В «Джо Зеллиз» постоянно приходили новые люди. Казалось, за те два часа, что они сидели за этим столиком, кафе не покинул ни один человек. Хотя Луиза почти не замечала этого, и все пыталась заглянуть в глаза Марселю. Но кто-то отвлекал ее внимание, вопросом или новой шуткой, и она снова смеялась. И сегодня, и в этот вечер в конце октября, Монмартр был местом, которое рисовало твою фигуру, твою великолепную женственную фигуру, на фоне миллионов других актрис, танцовщиц, нищих, политиков, поэтов, бездомных художников и бог знает кого еще. Она взволнованно подпрыгнула, бокал звонко разбился, вдребезги, сливаясь с общим настроением кафе, и официант смущенно извинился. Она посмотрела на свою ладонь, немного дрожавшую от шампанского, и приняла извинения. Через мгновение Анри сказал, что у них было к ней деловое предложение.

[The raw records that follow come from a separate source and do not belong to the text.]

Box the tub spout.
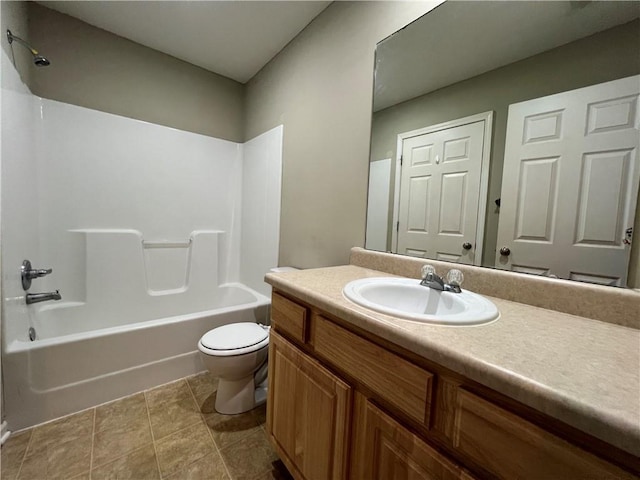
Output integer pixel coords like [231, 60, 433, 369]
[27, 290, 62, 305]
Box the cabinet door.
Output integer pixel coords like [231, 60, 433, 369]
[453, 389, 636, 480]
[351, 393, 472, 480]
[267, 331, 351, 480]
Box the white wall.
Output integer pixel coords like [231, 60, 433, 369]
[2, 54, 283, 341]
[240, 125, 284, 296]
[38, 99, 242, 301]
[0, 50, 41, 350]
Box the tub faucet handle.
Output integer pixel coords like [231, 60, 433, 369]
[20, 260, 53, 291]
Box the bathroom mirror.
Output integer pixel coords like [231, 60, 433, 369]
[365, 1, 640, 287]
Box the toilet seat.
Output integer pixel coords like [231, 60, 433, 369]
[198, 322, 269, 357]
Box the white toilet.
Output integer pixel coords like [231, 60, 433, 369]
[198, 323, 269, 415]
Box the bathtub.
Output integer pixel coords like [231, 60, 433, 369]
[2, 284, 270, 431]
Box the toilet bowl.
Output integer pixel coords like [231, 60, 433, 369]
[198, 323, 269, 415]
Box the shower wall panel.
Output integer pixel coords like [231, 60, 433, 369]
[38, 99, 242, 301]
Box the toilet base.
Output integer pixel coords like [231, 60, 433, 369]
[215, 375, 267, 415]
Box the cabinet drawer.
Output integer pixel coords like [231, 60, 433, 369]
[453, 389, 635, 479]
[271, 292, 309, 343]
[313, 316, 433, 427]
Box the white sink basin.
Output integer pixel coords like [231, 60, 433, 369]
[342, 277, 500, 325]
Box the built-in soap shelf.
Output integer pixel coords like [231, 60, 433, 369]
[142, 238, 193, 248]
[71, 229, 224, 303]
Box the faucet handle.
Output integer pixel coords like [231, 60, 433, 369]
[420, 263, 436, 280]
[447, 268, 464, 287]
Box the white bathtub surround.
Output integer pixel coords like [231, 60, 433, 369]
[1, 54, 283, 430]
[240, 125, 284, 296]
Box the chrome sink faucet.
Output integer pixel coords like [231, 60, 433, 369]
[420, 264, 464, 293]
[27, 290, 62, 305]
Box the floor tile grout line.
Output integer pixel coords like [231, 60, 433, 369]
[88, 442, 153, 470]
[89, 408, 98, 480]
[142, 390, 163, 480]
[187, 377, 233, 480]
[200, 413, 233, 480]
[15, 428, 35, 480]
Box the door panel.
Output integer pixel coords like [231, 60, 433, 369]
[496, 76, 640, 286]
[397, 120, 485, 264]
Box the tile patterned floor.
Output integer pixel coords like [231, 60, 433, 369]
[1, 373, 290, 480]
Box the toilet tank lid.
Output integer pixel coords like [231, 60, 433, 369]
[200, 322, 269, 350]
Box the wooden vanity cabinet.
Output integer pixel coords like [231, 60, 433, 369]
[267, 330, 351, 480]
[267, 292, 639, 480]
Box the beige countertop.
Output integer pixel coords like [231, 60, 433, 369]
[266, 265, 640, 456]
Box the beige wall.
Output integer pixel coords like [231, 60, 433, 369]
[26, 2, 244, 142]
[371, 20, 640, 266]
[245, 2, 438, 268]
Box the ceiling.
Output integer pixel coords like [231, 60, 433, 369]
[374, 1, 640, 111]
[38, 0, 331, 83]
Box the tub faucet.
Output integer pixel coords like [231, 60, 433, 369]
[27, 290, 62, 305]
[420, 265, 464, 293]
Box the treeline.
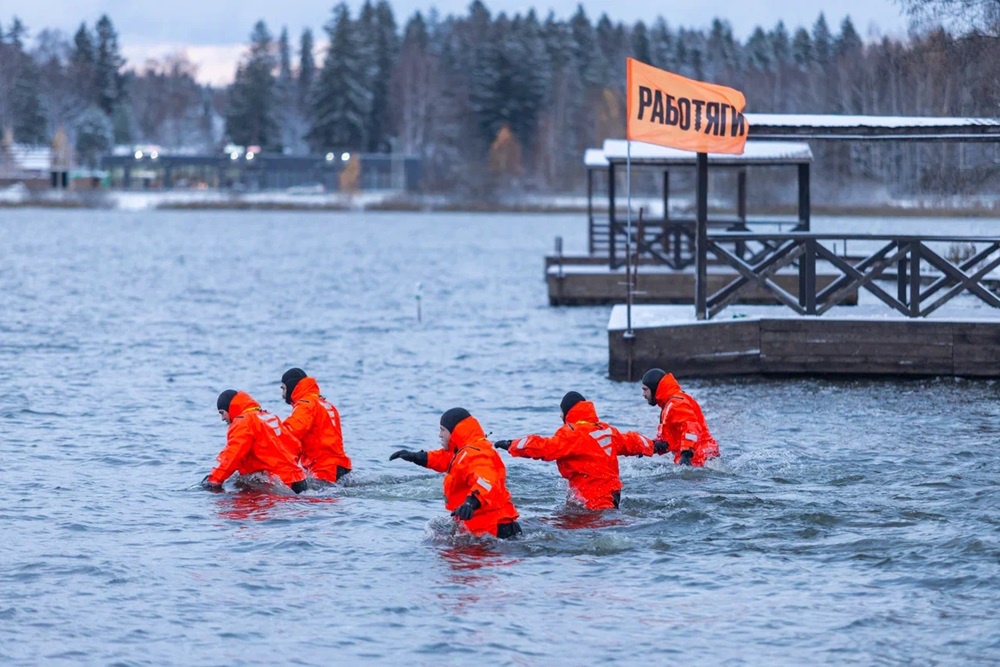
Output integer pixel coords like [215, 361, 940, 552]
[0, 0, 1000, 194]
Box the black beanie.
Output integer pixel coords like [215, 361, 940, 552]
[441, 408, 472, 433]
[281, 368, 306, 405]
[215, 389, 236, 412]
[642, 368, 666, 396]
[559, 391, 587, 419]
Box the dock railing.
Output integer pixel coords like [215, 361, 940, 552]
[695, 232, 1000, 320]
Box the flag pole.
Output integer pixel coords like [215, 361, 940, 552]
[625, 138, 639, 336]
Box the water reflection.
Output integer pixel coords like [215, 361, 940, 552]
[539, 505, 625, 530]
[217, 488, 340, 521]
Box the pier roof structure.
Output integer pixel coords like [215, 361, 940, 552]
[746, 113, 1000, 145]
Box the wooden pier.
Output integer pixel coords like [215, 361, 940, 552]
[588, 115, 1000, 381]
[608, 306, 1000, 381]
[545, 258, 858, 306]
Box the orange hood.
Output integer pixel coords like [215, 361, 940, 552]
[229, 391, 260, 419]
[448, 417, 489, 452]
[566, 401, 600, 424]
[292, 377, 319, 403]
[656, 373, 681, 408]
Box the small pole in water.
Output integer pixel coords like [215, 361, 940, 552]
[416, 283, 424, 322]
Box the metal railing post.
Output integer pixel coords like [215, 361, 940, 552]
[799, 239, 818, 315]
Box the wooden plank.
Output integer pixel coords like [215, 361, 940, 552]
[760, 341, 953, 363]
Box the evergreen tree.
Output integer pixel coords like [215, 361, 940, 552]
[650, 17, 677, 72]
[812, 12, 833, 67]
[94, 14, 125, 116]
[75, 106, 114, 167]
[569, 5, 605, 90]
[298, 28, 316, 114]
[834, 16, 864, 58]
[631, 21, 653, 64]
[792, 27, 813, 70]
[274, 27, 302, 152]
[707, 19, 740, 80]
[770, 21, 792, 68]
[746, 26, 774, 72]
[366, 0, 400, 151]
[226, 21, 281, 151]
[307, 2, 371, 152]
[69, 23, 97, 106]
[0, 17, 46, 144]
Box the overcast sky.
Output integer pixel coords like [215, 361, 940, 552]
[0, 0, 906, 83]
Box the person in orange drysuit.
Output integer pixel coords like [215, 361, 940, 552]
[281, 368, 351, 482]
[201, 389, 306, 493]
[494, 391, 653, 510]
[389, 408, 521, 539]
[642, 368, 719, 466]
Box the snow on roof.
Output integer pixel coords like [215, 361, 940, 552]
[583, 148, 608, 168]
[746, 113, 1000, 128]
[746, 113, 1000, 141]
[608, 304, 1000, 331]
[4, 144, 52, 171]
[584, 139, 812, 167]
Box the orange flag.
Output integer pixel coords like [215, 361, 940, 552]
[625, 58, 750, 155]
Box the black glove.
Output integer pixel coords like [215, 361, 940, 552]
[389, 449, 427, 468]
[201, 475, 222, 493]
[451, 493, 482, 521]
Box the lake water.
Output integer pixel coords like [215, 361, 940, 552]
[0, 210, 1000, 665]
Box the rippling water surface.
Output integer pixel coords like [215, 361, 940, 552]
[0, 211, 1000, 665]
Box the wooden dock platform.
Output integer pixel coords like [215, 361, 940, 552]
[608, 306, 1000, 381]
[545, 257, 858, 306]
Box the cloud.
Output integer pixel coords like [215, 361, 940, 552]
[122, 42, 248, 86]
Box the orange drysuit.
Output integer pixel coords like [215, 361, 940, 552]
[208, 391, 306, 487]
[656, 373, 719, 466]
[507, 401, 653, 510]
[284, 377, 351, 482]
[427, 417, 518, 537]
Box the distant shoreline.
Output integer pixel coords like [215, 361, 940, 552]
[0, 189, 1000, 220]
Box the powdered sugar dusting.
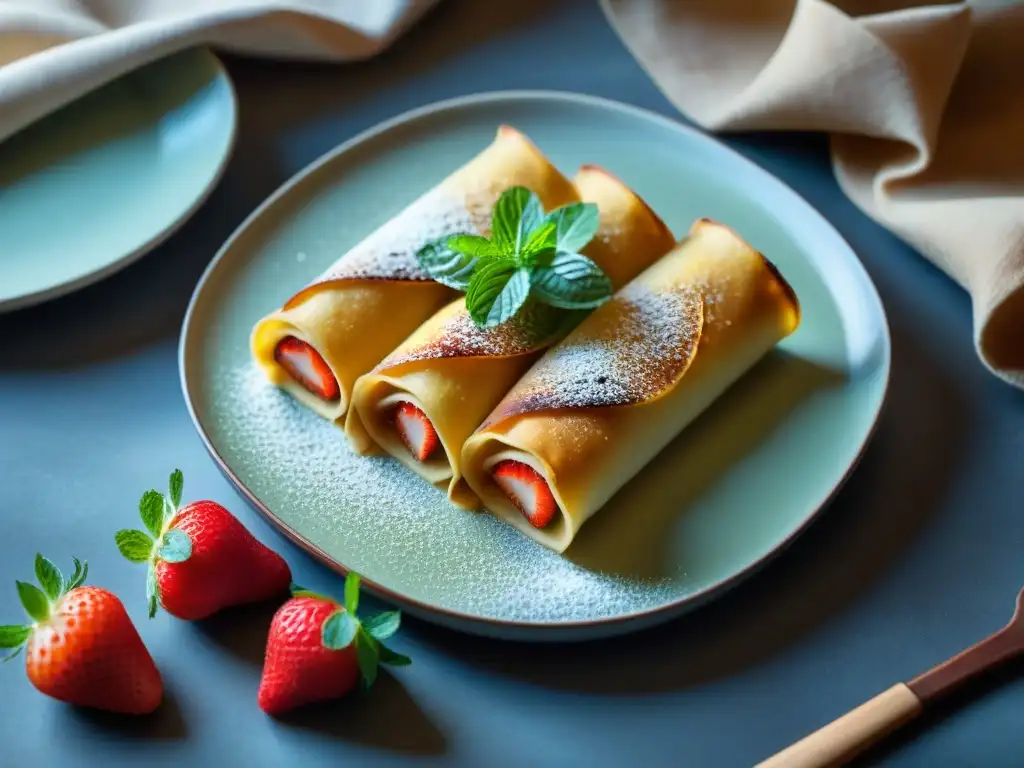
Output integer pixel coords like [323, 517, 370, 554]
[377, 302, 564, 371]
[487, 283, 703, 423]
[312, 186, 481, 285]
[212, 365, 676, 622]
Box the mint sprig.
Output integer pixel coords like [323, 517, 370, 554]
[309, 570, 413, 688]
[114, 469, 193, 618]
[417, 186, 612, 328]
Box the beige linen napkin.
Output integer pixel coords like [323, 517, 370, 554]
[0, 0, 437, 140]
[602, 0, 1024, 387]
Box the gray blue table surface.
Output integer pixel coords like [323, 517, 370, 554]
[0, 0, 1024, 768]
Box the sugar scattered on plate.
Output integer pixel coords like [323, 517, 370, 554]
[211, 364, 672, 622]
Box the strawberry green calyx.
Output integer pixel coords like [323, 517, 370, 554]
[114, 469, 191, 618]
[303, 570, 413, 688]
[0, 554, 89, 662]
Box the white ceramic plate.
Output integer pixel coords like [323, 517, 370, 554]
[0, 48, 237, 311]
[180, 92, 890, 640]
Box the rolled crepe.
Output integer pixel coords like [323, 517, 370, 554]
[251, 126, 577, 421]
[345, 166, 675, 508]
[462, 219, 800, 552]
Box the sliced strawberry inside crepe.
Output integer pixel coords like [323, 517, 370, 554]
[273, 336, 341, 400]
[492, 459, 558, 528]
[394, 402, 440, 462]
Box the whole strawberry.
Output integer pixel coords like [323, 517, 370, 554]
[0, 555, 164, 715]
[257, 571, 412, 715]
[115, 469, 292, 621]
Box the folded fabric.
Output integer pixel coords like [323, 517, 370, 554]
[601, 0, 1024, 387]
[0, 0, 437, 141]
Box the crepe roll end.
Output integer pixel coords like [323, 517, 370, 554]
[474, 446, 574, 552]
[572, 165, 676, 290]
[689, 217, 802, 336]
[572, 163, 673, 238]
[251, 315, 348, 421]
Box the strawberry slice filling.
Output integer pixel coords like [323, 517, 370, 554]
[273, 336, 341, 400]
[490, 459, 558, 528]
[394, 402, 440, 462]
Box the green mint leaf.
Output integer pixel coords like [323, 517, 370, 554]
[466, 260, 529, 328]
[490, 186, 544, 255]
[157, 528, 191, 562]
[14, 582, 50, 622]
[33, 553, 63, 606]
[67, 557, 89, 592]
[530, 252, 612, 309]
[167, 469, 185, 512]
[322, 610, 359, 650]
[378, 643, 413, 667]
[65, 557, 89, 592]
[345, 570, 359, 616]
[138, 490, 166, 537]
[519, 219, 558, 265]
[114, 528, 153, 562]
[362, 610, 401, 643]
[145, 562, 158, 618]
[416, 238, 477, 291]
[546, 203, 600, 253]
[0, 624, 32, 648]
[355, 627, 380, 688]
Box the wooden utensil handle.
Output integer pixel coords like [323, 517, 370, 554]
[757, 683, 922, 768]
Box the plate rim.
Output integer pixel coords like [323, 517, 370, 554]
[0, 46, 239, 314]
[178, 89, 892, 641]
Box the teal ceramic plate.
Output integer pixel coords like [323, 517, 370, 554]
[0, 48, 236, 311]
[180, 92, 890, 640]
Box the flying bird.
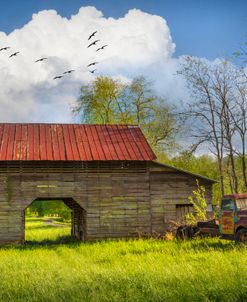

Она отказалась. Точнее, она не поняла. Эпитеты и шампанское на голодный желудок, неужели они серьезно? У нее были проблемы? Проблемы в Америке, в Лос-Анджелесе, в Голливуде? Понимала ли она, что звуковое кино – это новый поезд братьев Люмьер, и что этот поезд уже никому не остановить, и он раздавит все прошлое? Что через два, максимум три года всем будет наплевать на нее, на недосказанность ее взглядов, походки, жестов? И могла ли она танцевать так, как прежде? И если так, то они тоже были влюблены в нее, и ночной клуб, который они собирались открыть через год на площади Контрэскарп...

Марсель, Анри, Жан. Глаза Луизы перебегали с белой бабочки на черный галстук на безупречный фрак на золотистый диск телефона. Луиза хотела закричать на все кафе, на весь Монмартр и на весь Париж, но слова застревали в горле, вульгарным французским джазом и новым бокалом кислого шампанского. 

Анри, Жан, Марсель. Они продолжали говорить, как продолжали говорить все вокруг. Официанты, посетители, даже телефонные трубки. Не говорила только она, Луиза Брукс. Актриса, которая продолжала играть.